Protestors gather during a demonstration at the headquarters of the Department of Education, March 14, 2025. (Photo by AP)

The US Department of Education’s staff cuts have made it increasingly difficult for parents of children with special needs to get access to the department’s staff, with anti-Semitism cases getting a higher priority, according to a report.

Last week, the US Department of Government Efficiency (DOGE) announced they had reduced the workforce at the Department of Education in half, including in the Office for Civil Rights, whose employees are charged with assisting children with disabilities.

Linda McMahon, new Secretary of Education, said on Tuesday that the cuts will eliminate “bureaucratic bloat.”

“Today’s reduction in force reflects the Department of Education’s commitment to efficiency, accountability, and ensuring that resources are directed where they matter most,” McMahon said in a statement last week.

Experts, however, argue that these so-called reforms will have an adverse effect on both students and teachers, especially for children with disabilities, according to a report by The Associated Press.

According to the Department of Education’s statistics, there are currently 20,000 unresolved education cases, most of which belong to children with disabilities.
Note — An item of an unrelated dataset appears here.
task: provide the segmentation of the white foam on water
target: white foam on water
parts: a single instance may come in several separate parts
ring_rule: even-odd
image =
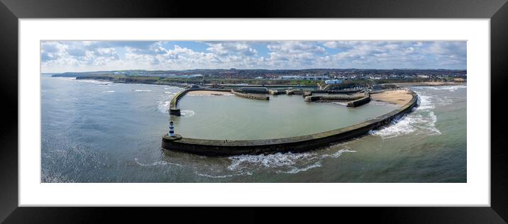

The remaining employees have been tasked to prioritize educational cases that fall under the category of anti-Semitism, which further exacerbates the situation for students with disabilities and their parents.

During his presidential campaign and after coming to office, US President Donald Trump criticized the rampant “waste, fraud and abuse” across the government and vowed to reduce corruption by removing the parts of government that his administration deems wasteful.

“If there is waste, fraud and abuse, this administration has now eliminated the very agency that would provide oversight for that,” said attorney Sheria Smith, one of the hundreds of employees fired from the Department of Education’s Office for Civil Rights on Tuesday.

The Trump administration’s officials insist the staff reductions will not affect civil rights investigations and the layoffs were “strategic decisions.”